Entre ellas destacan la creatividad, el pensamiento divergente y la facilidad para generar ideas innovadoras, cualidades especialmente valoradas en disciplinas científicas, artísticas y tecnológicas.

También sobresale una gran energía para emprender proyectos que despiertan verdadero interés, así como la capacidad de experimentar hiperfoco, un estado de concentración intensa que permite dedicar horas a una actividad sin perder la atención cuando existe una motivación significativa.

A ello se suman un marcado espíritu emprendedor, la disposición para asumir riesgos, la búsqueda constante de soluciones originales y una notable resiliencia desarrollada tras enfrentar múltiples desafíos desde edades tempranas.

Incluso una característica frecuentemente considerada negativa, como la impaciencia, puede traducirse en rapidez para actuar, adaptarse al cambio y responder de manera creativa ante problemas complejos.

Padres, madres, docentes y cuidadores desempeñan un papel determinante para identificar tanto las áreas que requieren apoyo como las fortalezas particulares de cada niño, evitando comparaciones y comprendiendo que no existen dos personas con TDAH iguales.

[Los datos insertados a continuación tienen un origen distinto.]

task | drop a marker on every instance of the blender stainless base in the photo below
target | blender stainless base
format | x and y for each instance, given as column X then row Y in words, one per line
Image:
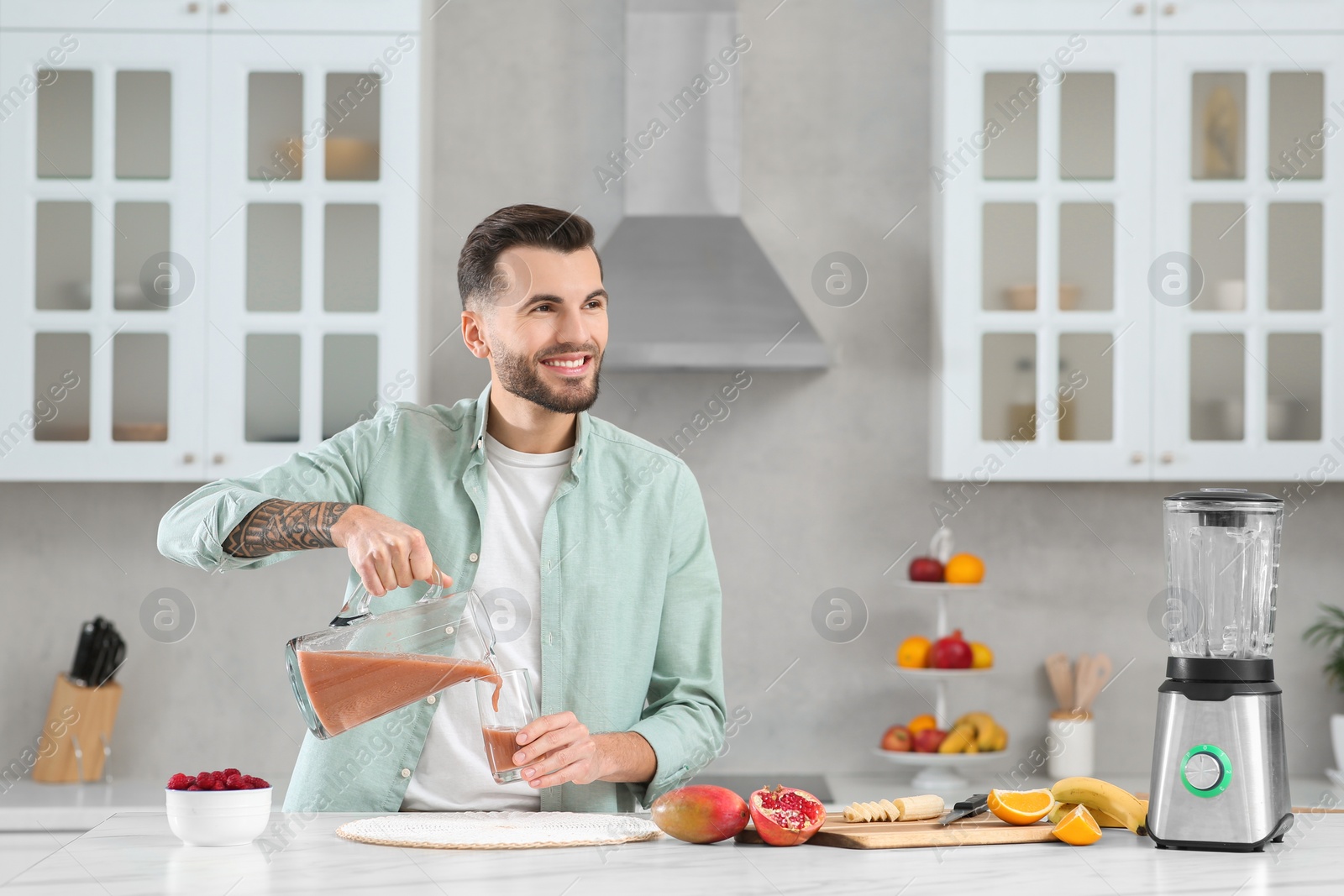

Sandra Schaffer recomienda establecer expectativas claras, aplicar disciplina desde el afecto y mantener una comunicación abierta que permita a niñas, niños y adolescentes comprender su propia condición sin miedo ni estigmas.

Hablar del TDAH desde una perspectiva positiva no significa minimizar las dificultades que puede generar cuando no recibe atención. Significa reconocer que, con intervención oportuna y acompañamiento profesional, muchas personas desarrollan habilidades que les permiten destacar en distintos ámbitos.

Una nueva narrativa

La creciente evidencia científica invita a abandonar la idea de que el TDAH representa únicamente un obstáculo. Cada vez más investigadores, psicólogos y psiquiatras coinciden en que entender el funcionamiento particular de estas mentes permite diseñar estrategias educativas, familiares y laborales más incluyentes, donde la diferencia deje de verse como una limitación y comience a entenderse como una fuente de innovación.

En un mundo que demanda creatividad, pensamiento flexible y capacidad para resolver problemas complejos, cambiar la conversación sobre el TDAH puede representar mucho más que un acto de inclusión: puede convertirse en una oportunidad para descubrir talentos que durante años permanecieron invisibles.